Along with the above, NHS Education for Scotland succinctly categorised the factors into helpful requirements. Organisations must create a new range of practices adapted to the improvement to make it sustainable. The organisations must have a focus on:
- Standardisation - Explicit guidelines for the organisation to follow
- Documentation - Highlights the learning during implementation
- Measurement - Ensures changes are consistent and will demonstrate the improvement
- Training - Supports teams, and fosters a culture of learning and change
These are the broad categories that must be accounted for when making a change. With these satisfied the organisation will find it very difficult to resort to the old way, this will help to make the new way easy, and the old way harder.
It might seem that sustaining improvement in healthcare isn’t an easy task. However, there are plenty of tools and guidance that an organisation should follow – such as making full use of the NHS diagnostic tool before attempting change. This way many of the challenges will be mitigated from the outset. Along with the conditions, the key factors of sustainability are succinctly stated as, standardisation, documentation, measurement and training. With these requirements implemented, any improvement can be made sustainable.

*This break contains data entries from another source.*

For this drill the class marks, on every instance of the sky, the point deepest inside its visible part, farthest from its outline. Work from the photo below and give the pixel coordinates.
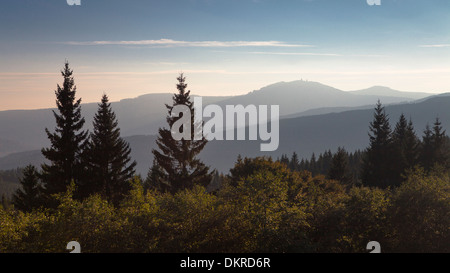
(127, 48)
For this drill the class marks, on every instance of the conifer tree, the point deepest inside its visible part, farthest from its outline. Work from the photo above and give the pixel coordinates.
(404, 149)
(434, 150)
(156, 179)
(340, 169)
(178, 158)
(108, 162)
(294, 164)
(67, 142)
(28, 196)
(377, 169)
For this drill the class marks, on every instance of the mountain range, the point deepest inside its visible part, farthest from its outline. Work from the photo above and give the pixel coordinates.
(315, 117)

To finish with the words of NHS Improvement about how successful sustainability should look: ‘New ways of working and improved outcomes become the norm. Not only have the process and outcome changed, but also the thinking and attitudes behind them are fundamentally altered and the systems surrounding them are transformed in support. As a result, when one looks at the process or outcome on year from now or longer, one concludes at minimum that it has not reverted to the old way or old level of performance’.
We hope that this article has shone a light on the steps, the ‘what to dos’, the ‘what not to dos’, to sustain great innovations in your organisation!